PMML Makes Predictive Analytics and Data Mining Easier
Updated · Nov 29, 2010
Predictive analytics — the art of mining and analyzing historical data patterns to predict the future — is not a common term among IT types, let alone consumers. Yet predictive analytics is practiced widely, and its use affects millions of consumers and businesses every day.
“Every time you swipe your credit card or use it online, a predictive analytic model checks the probability of that transaction being fraudulent,” said Alex Guazzelli, vice president of analytics at Zementis, a developer of predictive analytics software.
“If you rent DVDs online, chances are a predictive analytic model recommends a particular movie to you,” he said. “Predictive analysis is already an integral part of your life and its application is bound to assist you even more in the future.”
Predictive analytics is also used in sensors in bridges, buildings, industrial processes and machinery, generating data and making predictions to alert people about potential faults and problems before they occur. Its many uses also include healthcare, financial services and insurance.
PMML: The Predictive Analytics Standard
Predictive analytics leverages techniques from statistics, data mining and game theory to help individuals analyze current and historical facts so they can make predictions about future events.
The Predictive Model Markup Language (PMML) is the de facto standard to represent predictive analytic models and is currently supported by all of the top commercial and open source statistical tools.
The language is supported by top business intelligence and analytics vendors like IBM, SAS, MicroStrategy, Oracle and SAP, and NASA and Visa can also be found on the member list.
PMML enables the instant deployment of predictive solutions. Within a company, PMML can be used as the lingua franca not only between applications, but also between divisions, service providers and external vendors. In this scenario, it becomes the standard that defines a single clear process for the exchange of predictive solutions.
PMML represents a myriad of predictive modeling techniques, such as Association Rules, Cluster Models, Neural Networks and Decision Trees. These techniques empower users around the globe to extract hidden patterns from data and use them to forecast behavior.
The beauty of the XML-based language is that it allows people to easily share predictive analytic models between different applications, said Guazzelli.
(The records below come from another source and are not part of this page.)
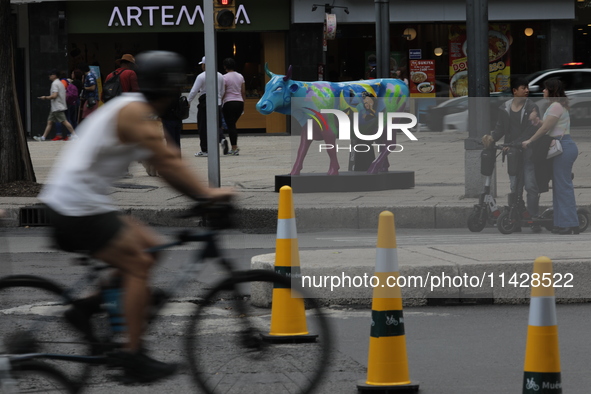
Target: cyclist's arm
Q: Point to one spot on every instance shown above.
(136, 126)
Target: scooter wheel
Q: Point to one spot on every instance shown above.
(506, 224)
(583, 216)
(476, 222)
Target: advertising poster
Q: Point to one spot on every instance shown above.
(499, 42)
(422, 78)
(397, 60)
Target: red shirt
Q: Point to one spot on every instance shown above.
(128, 79)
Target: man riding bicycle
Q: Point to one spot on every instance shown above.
(86, 220)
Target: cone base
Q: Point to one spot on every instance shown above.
(363, 387)
(289, 338)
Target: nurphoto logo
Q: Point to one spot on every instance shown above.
(371, 130)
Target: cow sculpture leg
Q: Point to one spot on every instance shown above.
(381, 163)
(329, 138)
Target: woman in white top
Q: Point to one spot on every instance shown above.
(233, 102)
(556, 124)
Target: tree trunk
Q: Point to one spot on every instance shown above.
(15, 160)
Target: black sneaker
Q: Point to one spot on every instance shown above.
(80, 314)
(225, 147)
(139, 368)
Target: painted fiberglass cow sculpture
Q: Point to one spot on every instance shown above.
(344, 96)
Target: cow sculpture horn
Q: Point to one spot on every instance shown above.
(269, 73)
(288, 74)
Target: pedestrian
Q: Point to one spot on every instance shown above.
(172, 122)
(74, 110)
(59, 133)
(372, 62)
(199, 90)
(233, 102)
(127, 81)
(556, 124)
(515, 122)
(127, 74)
(402, 74)
(89, 95)
(57, 113)
(85, 219)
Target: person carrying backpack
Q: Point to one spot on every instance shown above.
(125, 79)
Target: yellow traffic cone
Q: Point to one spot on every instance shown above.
(387, 367)
(542, 355)
(288, 315)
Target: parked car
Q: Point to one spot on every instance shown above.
(452, 114)
(574, 79)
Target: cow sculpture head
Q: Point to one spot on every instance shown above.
(278, 93)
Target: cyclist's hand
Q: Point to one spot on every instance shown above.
(487, 140)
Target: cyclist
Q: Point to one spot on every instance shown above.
(85, 218)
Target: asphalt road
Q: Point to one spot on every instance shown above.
(451, 350)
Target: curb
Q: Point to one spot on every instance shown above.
(264, 220)
(361, 296)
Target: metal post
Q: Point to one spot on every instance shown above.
(211, 98)
(478, 88)
(382, 38)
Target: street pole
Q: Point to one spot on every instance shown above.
(382, 8)
(211, 98)
(478, 89)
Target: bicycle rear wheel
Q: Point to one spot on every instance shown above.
(225, 359)
(31, 321)
(39, 377)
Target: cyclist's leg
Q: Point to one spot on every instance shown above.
(127, 252)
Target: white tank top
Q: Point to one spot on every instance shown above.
(79, 183)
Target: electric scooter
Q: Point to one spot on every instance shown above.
(515, 215)
(487, 210)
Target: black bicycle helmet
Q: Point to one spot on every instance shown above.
(160, 74)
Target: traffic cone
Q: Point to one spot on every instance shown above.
(387, 367)
(288, 315)
(542, 355)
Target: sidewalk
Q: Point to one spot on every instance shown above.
(436, 201)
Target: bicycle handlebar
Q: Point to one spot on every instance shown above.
(215, 214)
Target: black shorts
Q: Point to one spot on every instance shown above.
(84, 234)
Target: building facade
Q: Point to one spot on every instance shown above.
(59, 34)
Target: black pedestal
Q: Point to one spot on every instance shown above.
(346, 182)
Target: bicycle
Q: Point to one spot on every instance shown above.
(24, 374)
(223, 321)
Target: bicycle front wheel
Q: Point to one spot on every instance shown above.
(226, 351)
(39, 377)
(32, 321)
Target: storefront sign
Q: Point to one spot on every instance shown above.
(172, 16)
(415, 54)
(499, 41)
(166, 15)
(422, 78)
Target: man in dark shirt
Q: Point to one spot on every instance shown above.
(516, 124)
(127, 75)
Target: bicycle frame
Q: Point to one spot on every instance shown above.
(190, 268)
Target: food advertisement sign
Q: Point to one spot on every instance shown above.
(499, 42)
(422, 78)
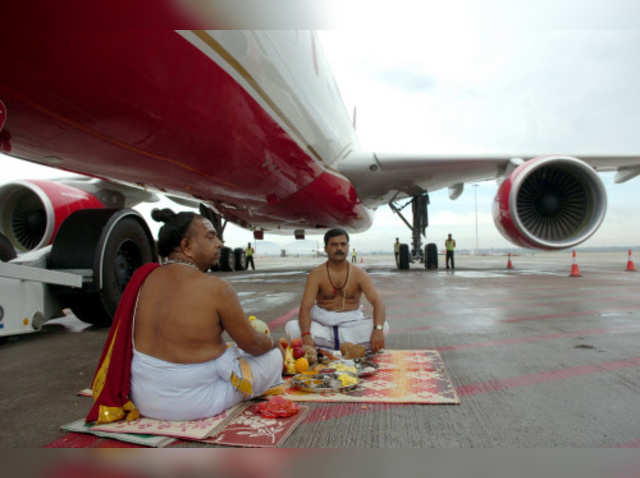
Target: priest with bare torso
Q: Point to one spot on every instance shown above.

“Therefore, you can train a model in one system, express it in PMML, and move it to another system, where you can use it to predict, for example, the likelihood of machine failure,” he said.
The PMML project is the invention of the Data Mining Group, a vendor-led committee composed of commercial and open source analytics companies and government and academic users. Consequently, most of the leading data mining tools today can export or import PMML. A mature standard that has evolved over the last 10 years, PMML can represent not only the statistical techniques used to learn patterns from data such as artificial neural networks and decision trees, but also pre-processing of raw input data and post-processing of model output.